Our founder Peter Chittick first became involved in education projects in Eastern Nepal in 2008 after visiting schools in the Junbesi Valley. This area, once a key hub on the trail to Everest established by Sir Edmund Hillary, had long been abandoned by trekkers. Shocked by the hardship endured by the community, Peter set about trying to understand how better education could play a role in changing the local dynamic from one of eternal poverty to one of gradual prosperity.

With the help of Stay At School’s Nepal Executive Director Gele Rapke Bhote, a variety of initial projects were undertaken including building projects, teacher training and scholarship programmes for the students and teachers of Junbesi Secondary School and local primary schools.

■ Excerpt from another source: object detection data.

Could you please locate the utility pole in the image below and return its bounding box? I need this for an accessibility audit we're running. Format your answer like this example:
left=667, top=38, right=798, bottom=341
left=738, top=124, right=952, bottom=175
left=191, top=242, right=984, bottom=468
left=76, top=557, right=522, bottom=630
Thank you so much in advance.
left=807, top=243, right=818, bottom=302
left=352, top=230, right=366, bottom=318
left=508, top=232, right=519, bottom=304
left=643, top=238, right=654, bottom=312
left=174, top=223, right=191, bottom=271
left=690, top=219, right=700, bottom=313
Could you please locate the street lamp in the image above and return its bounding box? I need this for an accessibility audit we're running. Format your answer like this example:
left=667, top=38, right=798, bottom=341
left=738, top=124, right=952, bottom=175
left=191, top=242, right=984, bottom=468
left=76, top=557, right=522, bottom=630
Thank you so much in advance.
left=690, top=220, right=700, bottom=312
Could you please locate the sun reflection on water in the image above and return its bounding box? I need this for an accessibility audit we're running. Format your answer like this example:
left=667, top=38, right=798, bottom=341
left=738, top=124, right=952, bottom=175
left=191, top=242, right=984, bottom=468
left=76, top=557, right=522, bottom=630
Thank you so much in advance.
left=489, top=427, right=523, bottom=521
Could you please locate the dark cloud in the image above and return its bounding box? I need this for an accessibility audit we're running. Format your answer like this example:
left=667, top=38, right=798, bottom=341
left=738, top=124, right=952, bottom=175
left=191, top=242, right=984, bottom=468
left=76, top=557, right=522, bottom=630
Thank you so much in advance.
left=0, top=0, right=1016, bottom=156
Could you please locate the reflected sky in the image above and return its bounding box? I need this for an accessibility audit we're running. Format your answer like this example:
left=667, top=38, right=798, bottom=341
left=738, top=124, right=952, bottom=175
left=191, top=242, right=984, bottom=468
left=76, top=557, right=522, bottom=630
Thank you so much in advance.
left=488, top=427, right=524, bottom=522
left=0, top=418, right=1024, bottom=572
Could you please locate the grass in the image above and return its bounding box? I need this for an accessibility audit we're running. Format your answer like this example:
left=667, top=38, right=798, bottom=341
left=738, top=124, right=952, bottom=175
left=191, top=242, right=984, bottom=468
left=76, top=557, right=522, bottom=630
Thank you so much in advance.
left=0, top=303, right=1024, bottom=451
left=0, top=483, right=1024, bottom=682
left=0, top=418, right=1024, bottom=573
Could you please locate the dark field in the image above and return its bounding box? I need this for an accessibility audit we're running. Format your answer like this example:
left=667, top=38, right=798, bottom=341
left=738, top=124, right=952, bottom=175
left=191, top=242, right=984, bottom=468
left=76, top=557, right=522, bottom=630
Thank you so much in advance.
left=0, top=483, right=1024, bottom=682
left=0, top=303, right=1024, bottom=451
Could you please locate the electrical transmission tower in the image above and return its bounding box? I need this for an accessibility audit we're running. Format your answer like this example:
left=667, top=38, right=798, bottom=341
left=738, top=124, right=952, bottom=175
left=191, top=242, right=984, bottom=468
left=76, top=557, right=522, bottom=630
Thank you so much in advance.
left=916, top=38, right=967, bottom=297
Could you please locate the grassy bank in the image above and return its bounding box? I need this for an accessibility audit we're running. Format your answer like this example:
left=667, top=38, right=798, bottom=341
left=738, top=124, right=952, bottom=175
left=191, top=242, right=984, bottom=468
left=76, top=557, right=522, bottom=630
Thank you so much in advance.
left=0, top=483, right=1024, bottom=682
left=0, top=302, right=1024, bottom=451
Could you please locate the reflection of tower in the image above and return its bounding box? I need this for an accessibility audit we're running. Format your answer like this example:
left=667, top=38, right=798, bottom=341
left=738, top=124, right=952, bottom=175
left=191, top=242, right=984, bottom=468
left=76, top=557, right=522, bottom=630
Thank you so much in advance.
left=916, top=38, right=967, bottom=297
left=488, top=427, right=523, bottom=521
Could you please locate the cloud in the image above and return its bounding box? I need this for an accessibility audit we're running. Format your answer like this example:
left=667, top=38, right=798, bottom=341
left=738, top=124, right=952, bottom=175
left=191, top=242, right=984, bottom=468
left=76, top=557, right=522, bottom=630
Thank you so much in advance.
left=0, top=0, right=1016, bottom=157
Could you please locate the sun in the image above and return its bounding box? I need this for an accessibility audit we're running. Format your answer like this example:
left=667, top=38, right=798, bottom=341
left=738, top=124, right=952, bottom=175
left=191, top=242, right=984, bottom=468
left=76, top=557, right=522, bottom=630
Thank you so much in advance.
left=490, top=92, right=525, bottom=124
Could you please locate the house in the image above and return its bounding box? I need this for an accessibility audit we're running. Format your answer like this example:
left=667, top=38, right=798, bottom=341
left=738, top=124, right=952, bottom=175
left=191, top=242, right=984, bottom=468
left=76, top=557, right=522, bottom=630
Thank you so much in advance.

By 2017, it was clear that these efforts were making a difference and a more co-ordinated, strategic approach could deliver yet greater and lasting change to the communities of Solu Khumbu. We created a new UK registered charity (1173685), Stay At School to expand the reach of our charitable activities and to meet head-on the challenge of rural education, poverty and prosperity.

Our ambition is to have a meaningful impact on the lives of at least 1,000 children over the next three years by helping them to “stay at school” and achieve a better education leading to a happier more prosperous life.

We have a great team to make this happen. In Nepal, working hand-in-hand with local stakeholders, we have a dedicated group of trustees and staff led by Gele Rapke Bhote. Back in the UK, executive director Kathryn Griffith and our UK charity team give strategic direction and global fundraising support to the whole endeavour.

More learning, less walking

Stay at School was founded to respond to the challenge of helping more children in the remote mountain regions of Nepal to “stay at school”. Some children may have to walk up to five hours each day, often in monsoon rain, snow and darkness. By helping local communities to build and operate accommodation at or near schools, Stay at School is helping to ensure that children can complete their education.